First, we have never had an incumbent right at or just under 50% job approval at election time before. Every incumbent over 50% has won (Eisenhower, LBJ, Nixon, Reagan and Clinton), and every incumbent under 45% (Ford, Carter, Bush the elder) has lost. No one can predict from past experience how an incumbent between 45% and 50% job approval will do.

Second, we have never had a campaign before where the both candidates have targeted the same few states and concentrated almost their entire effort on those few states FOR MORE THAN SIX MONTHS leading up to the election. What are the repercussions of all of the television ads and campaign visits being concentrated in the same 18 states? Again no one knows from past experience. In past elections the list of battleground states has typically changed during the course of the campaign – remember Dukakis picked Senator Lloyd Bentsen from Texas as his running mate in 1988 because the polls around the Democratic convention indicated that Texas could be competitive.

This year will the voters in these 18 battleground states begin tuning out because of campaign ad overexposure?

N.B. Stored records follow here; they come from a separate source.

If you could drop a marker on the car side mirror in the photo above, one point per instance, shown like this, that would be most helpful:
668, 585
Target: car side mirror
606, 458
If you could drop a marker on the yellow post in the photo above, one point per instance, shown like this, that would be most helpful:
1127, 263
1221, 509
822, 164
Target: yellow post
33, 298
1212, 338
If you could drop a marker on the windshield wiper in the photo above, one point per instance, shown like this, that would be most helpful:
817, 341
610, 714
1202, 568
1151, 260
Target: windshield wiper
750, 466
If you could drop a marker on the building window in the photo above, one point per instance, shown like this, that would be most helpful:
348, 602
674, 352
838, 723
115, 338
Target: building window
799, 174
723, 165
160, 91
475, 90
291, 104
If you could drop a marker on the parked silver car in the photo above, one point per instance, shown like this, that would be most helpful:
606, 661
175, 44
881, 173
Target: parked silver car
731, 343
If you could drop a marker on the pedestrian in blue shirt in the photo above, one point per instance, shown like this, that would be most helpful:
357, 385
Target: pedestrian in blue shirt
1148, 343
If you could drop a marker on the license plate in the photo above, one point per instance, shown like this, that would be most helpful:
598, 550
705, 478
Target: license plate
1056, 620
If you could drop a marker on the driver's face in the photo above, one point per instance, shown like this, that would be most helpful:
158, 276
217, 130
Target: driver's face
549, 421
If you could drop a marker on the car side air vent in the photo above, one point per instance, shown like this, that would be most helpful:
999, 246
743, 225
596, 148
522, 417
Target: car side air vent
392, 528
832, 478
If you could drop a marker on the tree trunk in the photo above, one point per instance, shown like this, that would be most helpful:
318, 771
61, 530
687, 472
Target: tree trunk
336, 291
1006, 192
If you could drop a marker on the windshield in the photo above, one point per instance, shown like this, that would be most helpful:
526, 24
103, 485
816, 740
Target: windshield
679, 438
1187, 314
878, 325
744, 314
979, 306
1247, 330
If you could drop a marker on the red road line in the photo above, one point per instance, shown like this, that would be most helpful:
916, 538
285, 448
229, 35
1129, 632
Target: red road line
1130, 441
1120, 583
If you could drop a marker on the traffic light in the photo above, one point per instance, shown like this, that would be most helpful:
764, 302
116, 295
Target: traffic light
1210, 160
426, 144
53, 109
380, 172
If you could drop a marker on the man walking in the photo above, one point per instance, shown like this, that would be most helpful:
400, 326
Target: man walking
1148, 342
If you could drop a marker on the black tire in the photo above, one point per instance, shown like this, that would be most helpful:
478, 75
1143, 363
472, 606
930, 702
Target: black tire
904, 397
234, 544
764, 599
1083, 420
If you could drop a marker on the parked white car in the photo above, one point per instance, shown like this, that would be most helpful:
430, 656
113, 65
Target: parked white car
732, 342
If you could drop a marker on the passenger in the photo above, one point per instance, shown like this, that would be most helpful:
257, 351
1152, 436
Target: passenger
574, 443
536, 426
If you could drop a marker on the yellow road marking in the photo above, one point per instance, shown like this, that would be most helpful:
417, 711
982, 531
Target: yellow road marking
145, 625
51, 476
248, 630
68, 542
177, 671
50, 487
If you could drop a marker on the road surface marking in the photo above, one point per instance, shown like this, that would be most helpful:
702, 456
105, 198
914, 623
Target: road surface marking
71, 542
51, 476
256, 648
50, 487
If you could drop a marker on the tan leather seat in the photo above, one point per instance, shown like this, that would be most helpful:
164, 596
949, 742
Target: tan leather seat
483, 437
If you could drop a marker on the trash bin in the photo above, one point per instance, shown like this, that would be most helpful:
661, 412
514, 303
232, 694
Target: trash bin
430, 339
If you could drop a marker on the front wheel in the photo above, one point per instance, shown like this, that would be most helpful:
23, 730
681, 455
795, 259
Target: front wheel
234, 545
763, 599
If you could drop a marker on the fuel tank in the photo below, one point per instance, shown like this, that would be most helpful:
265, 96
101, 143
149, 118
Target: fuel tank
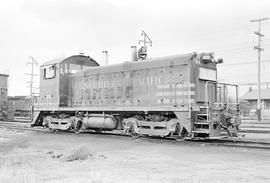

Or will the sheer volume of campaign ads lead to increased voter attention and thus increase voter turn out in these states? The conventional wisdom is that if there is a national wave at the end of the campaign (such as the wave for Reagan in the last week of the 1980 campaign) it will send all of the close states one way. But has all of this advertising and campaigning in the battleground states made voters there immune from the effects of a last-minute national wave? Or is a national wave not going to happen – any wave that we may have to look for may be concentrated in the 18 battleground states and not show up in the national polls? Again no one knows.

Third, more votes will be cast before Election Day than ever before. There are eight states (Arizona, Colorado, Nevada, New Mexico, Oregon, Tennessee, Texas and Washington) where more than 40% of the vote will be cast either by mail or in-person during the weeks before the election. Another eight states (Alaska, Arkansas, California, Florida, Hawaii, Iowa, North Carolina and Vermont) expect 20% to 30% of the total votes to be cast by early or absentee voters. Nationwide it is likely that at least 20% of all votes (over 22 million) will have been cast before polling locations even open on November 2nd. We have never seen a national campaign operate under these rules before. Last minute news like the revelation of the Bush DUI arrest during the last week of the 2000 campaign or some sort of terrorist attack such as the one in Madrid this spring a few days before the Spanish elections can only affect the 80% of voters who are voting on election day – the other 20% of the votes will literally already be in the mail.

In the end this election might not hinge on any of the old conventional wisdom – “the economy, stupid”; presidential job approval; rallying around the flag in war time etc. – but rather on which of these two men a majority of voters want to trust with the future of the country. And here the nation remains essentially evenly split.

Here is one last set of numbers, this time from the latest AP/Ipsos poll:

Does George W. Bush make you feel optimistic about America’s future or not? Yes 51%; No 48%

Does John Kerry make you feel optimistic about America’s future or not? Yes 50%; No 49%

Looks like it is going to be a long election night.